The NHS have gained a new drug, atezolizumab, which can give 34% protection against lung cancer recurrence or death
The NHS treatment is targeted against non-small cell lung cancer (NSCLC).
According to data from Cancer Research UK, 80-85% of cancers in the UK are non small cell lung cancers. The three main types are adenocarcinoma, squamous cell carcinoma and large cell carcinoma. They’re grouped because it means they can react similarly to treatment.
Health and Social Care Secretary Sajid Javid said: “The UK is renowned for its ability to find and deploy the most innovative treatments the world has to offer to NHS patients. This breakthrough will be life-changing for hundreds of people and marks a significant development in our war on cancer.”
What is Atezolizumab?
Atezolizumab is the first immunotherapy approved for patients with early-stage NSCLC whose tumours express the PD-L1 mutation, and who have undergone surgery and chemotherapy.
Essentially, the drug can dramatically lessen the risk that tumours will come back after patients go through intensive treatment – while improving the likelihood that this disease will be cured in the long-term.
Clinical trials have shown atezolizumab, known commercially as Tecentriq, can reduce the risk of cancer recurrence or death by 34% – following surgery and chemotherapy.
How does it work?
Given as an IV drip, this innovative treatment works by blocking a protein that stops the immune system from attacking cancer cells, by making cancer cells more visible to the immune system.

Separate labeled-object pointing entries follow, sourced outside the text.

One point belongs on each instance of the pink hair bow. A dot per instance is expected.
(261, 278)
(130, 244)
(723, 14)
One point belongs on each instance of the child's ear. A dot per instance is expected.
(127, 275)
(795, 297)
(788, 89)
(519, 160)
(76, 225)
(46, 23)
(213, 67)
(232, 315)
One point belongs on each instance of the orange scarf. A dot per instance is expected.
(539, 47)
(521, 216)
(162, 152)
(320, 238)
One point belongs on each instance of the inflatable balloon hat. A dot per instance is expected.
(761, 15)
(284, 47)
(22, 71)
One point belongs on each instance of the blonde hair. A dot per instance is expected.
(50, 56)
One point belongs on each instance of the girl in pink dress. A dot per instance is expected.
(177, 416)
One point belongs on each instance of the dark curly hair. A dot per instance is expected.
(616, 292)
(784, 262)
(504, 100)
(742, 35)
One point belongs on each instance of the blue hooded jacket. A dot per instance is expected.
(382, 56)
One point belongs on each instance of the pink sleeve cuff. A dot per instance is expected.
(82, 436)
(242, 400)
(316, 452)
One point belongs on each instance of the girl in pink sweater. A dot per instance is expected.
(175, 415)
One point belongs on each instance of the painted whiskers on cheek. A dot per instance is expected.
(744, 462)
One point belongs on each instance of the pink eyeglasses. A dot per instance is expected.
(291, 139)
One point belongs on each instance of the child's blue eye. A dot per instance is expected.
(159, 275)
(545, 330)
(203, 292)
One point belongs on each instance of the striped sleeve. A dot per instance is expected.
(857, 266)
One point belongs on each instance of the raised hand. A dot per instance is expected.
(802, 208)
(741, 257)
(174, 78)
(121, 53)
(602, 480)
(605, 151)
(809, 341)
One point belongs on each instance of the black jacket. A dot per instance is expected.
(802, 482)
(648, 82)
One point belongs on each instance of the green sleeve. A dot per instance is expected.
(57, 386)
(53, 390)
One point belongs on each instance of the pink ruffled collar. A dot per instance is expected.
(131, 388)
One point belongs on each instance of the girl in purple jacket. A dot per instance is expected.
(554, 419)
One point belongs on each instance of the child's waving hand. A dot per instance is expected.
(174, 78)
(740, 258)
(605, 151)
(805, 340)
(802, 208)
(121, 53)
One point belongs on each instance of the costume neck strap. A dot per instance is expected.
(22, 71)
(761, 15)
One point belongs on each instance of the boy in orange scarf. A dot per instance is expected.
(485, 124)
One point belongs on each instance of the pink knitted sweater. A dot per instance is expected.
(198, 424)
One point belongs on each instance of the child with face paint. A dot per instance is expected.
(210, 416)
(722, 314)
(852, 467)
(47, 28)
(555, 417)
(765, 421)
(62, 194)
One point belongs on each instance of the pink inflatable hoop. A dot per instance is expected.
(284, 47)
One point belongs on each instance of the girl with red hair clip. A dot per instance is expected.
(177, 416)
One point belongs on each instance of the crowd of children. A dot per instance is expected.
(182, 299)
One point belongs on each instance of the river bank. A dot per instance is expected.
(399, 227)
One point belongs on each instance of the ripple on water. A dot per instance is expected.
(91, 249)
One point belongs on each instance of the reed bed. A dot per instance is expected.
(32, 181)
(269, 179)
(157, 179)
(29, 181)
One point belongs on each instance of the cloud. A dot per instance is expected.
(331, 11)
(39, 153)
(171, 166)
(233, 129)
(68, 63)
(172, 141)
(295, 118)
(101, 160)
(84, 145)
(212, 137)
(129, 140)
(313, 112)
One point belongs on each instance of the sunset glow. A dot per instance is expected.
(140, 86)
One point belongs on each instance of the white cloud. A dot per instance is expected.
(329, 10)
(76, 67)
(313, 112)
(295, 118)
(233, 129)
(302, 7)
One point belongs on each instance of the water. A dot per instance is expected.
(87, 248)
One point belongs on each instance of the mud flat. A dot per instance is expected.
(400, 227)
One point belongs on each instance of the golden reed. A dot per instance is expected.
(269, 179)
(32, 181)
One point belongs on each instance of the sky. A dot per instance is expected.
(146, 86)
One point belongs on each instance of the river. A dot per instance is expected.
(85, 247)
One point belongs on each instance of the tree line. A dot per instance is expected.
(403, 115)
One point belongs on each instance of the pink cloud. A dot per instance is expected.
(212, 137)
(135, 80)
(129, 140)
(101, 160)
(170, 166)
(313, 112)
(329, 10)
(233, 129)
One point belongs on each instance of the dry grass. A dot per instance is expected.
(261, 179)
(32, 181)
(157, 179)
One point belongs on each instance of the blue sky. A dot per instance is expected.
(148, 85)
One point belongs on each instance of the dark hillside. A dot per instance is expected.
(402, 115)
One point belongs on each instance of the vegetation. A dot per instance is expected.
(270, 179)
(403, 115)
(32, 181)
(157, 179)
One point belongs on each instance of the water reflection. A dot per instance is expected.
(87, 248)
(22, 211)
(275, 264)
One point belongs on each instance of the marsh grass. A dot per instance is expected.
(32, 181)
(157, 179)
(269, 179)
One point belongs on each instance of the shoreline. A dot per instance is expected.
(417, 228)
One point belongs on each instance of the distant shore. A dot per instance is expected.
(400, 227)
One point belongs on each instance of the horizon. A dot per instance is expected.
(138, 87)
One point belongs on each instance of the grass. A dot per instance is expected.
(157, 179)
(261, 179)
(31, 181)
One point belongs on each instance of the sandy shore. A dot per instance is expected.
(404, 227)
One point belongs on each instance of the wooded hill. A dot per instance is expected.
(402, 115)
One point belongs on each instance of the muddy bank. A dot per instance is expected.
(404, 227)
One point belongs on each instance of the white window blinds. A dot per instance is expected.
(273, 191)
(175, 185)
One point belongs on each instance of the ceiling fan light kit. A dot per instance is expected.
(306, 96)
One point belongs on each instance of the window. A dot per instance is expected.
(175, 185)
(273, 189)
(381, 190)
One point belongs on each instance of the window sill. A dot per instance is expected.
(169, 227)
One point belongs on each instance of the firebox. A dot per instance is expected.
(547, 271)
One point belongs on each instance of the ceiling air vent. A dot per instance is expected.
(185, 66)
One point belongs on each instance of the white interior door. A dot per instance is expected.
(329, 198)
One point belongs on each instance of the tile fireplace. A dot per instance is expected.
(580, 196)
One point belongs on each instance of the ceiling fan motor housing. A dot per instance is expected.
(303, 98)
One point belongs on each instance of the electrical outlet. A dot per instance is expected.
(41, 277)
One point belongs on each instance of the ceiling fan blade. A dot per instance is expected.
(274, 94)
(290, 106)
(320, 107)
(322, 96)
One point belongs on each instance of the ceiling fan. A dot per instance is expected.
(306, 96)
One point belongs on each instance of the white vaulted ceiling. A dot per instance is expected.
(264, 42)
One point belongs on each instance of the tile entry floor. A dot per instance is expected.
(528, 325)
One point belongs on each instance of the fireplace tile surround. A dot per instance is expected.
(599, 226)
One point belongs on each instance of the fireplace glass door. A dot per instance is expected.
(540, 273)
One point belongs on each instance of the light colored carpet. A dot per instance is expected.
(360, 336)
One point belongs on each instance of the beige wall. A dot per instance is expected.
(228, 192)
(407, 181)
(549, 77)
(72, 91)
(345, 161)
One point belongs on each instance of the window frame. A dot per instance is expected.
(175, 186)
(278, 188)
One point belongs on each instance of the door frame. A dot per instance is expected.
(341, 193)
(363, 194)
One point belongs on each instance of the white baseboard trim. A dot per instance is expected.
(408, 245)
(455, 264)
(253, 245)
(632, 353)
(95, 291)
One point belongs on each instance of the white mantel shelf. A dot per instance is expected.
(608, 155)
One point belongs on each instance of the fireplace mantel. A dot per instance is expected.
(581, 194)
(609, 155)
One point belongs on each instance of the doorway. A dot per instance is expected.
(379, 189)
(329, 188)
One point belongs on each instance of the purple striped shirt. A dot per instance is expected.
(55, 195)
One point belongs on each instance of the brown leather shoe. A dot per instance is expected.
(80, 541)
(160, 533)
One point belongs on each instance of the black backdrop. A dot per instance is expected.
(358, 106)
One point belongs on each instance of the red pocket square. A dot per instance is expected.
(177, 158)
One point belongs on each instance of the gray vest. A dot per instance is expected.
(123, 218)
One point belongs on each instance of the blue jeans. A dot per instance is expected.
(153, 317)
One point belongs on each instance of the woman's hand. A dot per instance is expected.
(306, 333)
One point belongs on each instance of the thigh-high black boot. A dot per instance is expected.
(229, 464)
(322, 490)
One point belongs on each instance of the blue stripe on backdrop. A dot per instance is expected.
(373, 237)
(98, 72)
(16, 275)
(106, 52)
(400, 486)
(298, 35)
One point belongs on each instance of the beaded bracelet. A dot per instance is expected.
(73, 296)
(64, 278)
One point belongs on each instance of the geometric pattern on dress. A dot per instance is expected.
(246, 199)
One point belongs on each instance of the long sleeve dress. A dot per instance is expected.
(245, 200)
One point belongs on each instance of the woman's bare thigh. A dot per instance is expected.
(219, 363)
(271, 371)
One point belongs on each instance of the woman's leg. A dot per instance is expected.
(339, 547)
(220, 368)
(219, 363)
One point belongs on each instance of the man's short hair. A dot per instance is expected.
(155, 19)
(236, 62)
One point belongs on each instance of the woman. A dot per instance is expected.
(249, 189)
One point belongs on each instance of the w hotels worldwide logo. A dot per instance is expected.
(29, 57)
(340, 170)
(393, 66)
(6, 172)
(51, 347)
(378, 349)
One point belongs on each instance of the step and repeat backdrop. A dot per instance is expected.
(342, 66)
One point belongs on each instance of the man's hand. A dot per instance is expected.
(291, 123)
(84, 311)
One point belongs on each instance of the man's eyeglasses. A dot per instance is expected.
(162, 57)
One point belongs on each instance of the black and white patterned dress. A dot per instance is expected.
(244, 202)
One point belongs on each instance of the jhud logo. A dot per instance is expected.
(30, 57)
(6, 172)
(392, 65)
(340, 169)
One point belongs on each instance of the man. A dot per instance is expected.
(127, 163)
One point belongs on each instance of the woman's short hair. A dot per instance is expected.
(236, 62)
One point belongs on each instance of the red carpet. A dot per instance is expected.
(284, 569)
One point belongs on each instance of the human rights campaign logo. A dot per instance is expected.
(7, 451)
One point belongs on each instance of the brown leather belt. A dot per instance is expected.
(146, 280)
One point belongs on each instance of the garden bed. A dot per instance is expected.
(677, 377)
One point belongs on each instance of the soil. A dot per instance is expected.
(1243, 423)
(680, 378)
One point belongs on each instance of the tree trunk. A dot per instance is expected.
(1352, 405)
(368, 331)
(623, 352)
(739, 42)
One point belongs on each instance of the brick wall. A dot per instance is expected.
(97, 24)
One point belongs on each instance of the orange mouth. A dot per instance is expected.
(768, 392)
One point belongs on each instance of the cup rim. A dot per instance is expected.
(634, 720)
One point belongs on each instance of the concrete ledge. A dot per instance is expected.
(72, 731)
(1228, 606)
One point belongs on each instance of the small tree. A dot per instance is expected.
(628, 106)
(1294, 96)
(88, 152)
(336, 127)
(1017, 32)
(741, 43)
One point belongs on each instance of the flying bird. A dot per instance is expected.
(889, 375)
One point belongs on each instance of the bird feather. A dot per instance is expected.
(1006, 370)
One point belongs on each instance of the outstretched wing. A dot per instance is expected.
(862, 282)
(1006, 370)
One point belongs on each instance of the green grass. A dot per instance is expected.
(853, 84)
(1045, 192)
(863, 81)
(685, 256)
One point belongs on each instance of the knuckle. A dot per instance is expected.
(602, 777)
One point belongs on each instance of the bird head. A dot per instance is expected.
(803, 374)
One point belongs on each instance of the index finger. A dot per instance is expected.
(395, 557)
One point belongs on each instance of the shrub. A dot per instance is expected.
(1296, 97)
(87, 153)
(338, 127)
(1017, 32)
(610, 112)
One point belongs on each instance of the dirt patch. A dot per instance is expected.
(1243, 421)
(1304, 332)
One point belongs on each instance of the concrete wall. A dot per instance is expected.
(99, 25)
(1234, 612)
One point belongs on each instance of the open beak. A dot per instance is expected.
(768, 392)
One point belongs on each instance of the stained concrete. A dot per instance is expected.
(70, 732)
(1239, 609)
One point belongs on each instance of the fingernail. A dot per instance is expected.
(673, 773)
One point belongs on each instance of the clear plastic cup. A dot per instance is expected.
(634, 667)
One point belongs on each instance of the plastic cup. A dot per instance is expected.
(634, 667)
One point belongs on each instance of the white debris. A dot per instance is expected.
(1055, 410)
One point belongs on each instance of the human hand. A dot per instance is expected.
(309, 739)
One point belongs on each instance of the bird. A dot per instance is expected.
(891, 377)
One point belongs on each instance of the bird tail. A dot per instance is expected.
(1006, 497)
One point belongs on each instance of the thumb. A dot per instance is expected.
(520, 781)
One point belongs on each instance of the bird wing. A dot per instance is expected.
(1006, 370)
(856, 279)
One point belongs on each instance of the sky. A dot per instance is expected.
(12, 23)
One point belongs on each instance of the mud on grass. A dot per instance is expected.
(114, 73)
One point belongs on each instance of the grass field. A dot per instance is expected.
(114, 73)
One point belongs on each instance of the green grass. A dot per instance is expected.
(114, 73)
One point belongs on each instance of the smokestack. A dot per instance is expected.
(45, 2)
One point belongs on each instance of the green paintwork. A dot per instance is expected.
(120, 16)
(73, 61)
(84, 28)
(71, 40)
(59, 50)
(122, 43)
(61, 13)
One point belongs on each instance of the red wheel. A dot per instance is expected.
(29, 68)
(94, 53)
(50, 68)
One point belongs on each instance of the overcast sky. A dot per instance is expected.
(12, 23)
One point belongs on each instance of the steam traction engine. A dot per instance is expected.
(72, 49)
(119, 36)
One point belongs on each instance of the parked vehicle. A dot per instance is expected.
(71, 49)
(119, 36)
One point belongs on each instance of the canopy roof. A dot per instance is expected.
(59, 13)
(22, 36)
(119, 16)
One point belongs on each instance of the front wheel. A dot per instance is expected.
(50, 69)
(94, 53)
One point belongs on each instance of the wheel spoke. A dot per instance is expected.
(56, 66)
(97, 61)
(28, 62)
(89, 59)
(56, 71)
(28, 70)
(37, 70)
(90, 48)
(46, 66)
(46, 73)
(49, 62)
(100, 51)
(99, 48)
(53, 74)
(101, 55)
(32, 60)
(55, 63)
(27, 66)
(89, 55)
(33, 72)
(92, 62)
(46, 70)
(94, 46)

Professor Charles Swanton, Cancer Research UK’s chief clinician, said: “It’s great to see this drug approved so quickly, bringing even more optimism to tackling a difficult to treat cancer.
“Sadly, early-stage lung cancers often come back after surgery, especially larger tumours, and the approval of atezolizumab treatment for PD-L1+ non-small cell lung cancer is a major step forward as a follow up treatment after surgery and chemotherapy.
When could it be available?
Since NHS England struck an early access deal with manufacturer Roche, it is expected to be used as soon as possible. Either February or March, 2022.
More than 850 patients in England are expected to be eligible for the drug in the first year, rising to more than 1,000 in the third year.
Dame June Raine, MHRA Chief Executive, said: “Through the MHRA’s membership of Project Orbis, an innovative programme coordinated by the US Food and Drug Administration (FDA) with other regulators across the world, we are working to ensure that patients receive earlier access to promising cancer treatments.”